Make COPY extendable in order to support Parquet and other formats

Started by Aleksander Alekseevover 3 years ago11 messages
#1Aleksander Alekseev
aleksander@timescale.com

Hi hackers,

In several conversations I had recently with colleagues it was pointed
out that it would be great if PostgreSQL supported COPY to/from
Parquet and other formats. I've found a corresponding discussion [1]/messages/by-id/20180210151304.fonjztsynewldfba@gmail.com
on pgsql-general@. The consensus reached back in 2018 seems to be that
this shouldn't be implemented in the core but rather an API should be
provided for the extensions. To my knowledge this was never
implemented though.

I would like to invest some time into providing a corresponding patch
for the core and implementing "pg_copy_parquet" extension as a
practical example, and yet another, a bit simpler, extension as an API
usage example for the core codebase. I just wanted to double-check
that this is still a wanted feature and no one on pgsql-hackers@
objects the idea.

Any feedback, suggestions and ideas are most welcome.
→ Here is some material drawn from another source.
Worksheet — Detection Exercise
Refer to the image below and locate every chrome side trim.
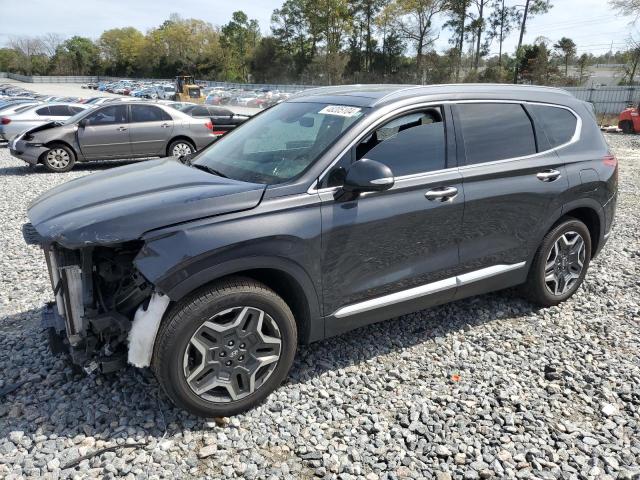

[1]: /messages/by-id/20180210151304.fonjztsynewldfba@gmail.com

--
Best regards,
Aleksander Alekseev

#2Ashutosh Bapat
ashutosh.bapat.oss@gmail.com
In reply to: Aleksander Alekseev (#1)
Re: Make COPY extendable in order to support Parquet and other formats

On Mon, Jun 20, 2022 at 8:35 PM Aleksander Alekseev
<aleksander@timescale.com> wrote:

I would like to invest some time into providing a corresponding patch
for the core and implementing "pg_copy_parquet" extension as a
practical example, and yet another, a bit simpler, extension as an API
usage example for the core codebase. I just wanted to double-check
that this is still a wanted feature and no one on pgsql-hackers@
objects the idea.

An extension just for COPY to/from parquet looks limited in
functionality. Shouldn't this be viewed as an FDW or Table AM support
for parquet or other formats? Of course the later is much larger in
scope compared to the first one. But there may already be efforts
underway [1]
https://www.postgresql.org/about/news/parquet-s3-fdw-01-was-newly-released-2179/

I have not used it myself or worked with it.

--
Best Wishes,
Ashutosh Bapat

#3Aleksander Alekseev
aleksander@timescale.com
In reply to: Ashutosh Bapat (#2)
Re: Make COPY extendable in order to support Parquet and other formats

Hi Ashutosh,

An extension just for COPY to/from parquet looks limited in
functionality. Shouldn't this be viewed as an FDW or Table AM support
for parquet or other formats? Of course the later is much larger in
scope compared to the first one. But there may already be efforts
underway
https://www.postgresql.org/about/news/parquet-s3-fdw-01-was-newly-released-2179/

Many thanks for sharing your thoughts on this!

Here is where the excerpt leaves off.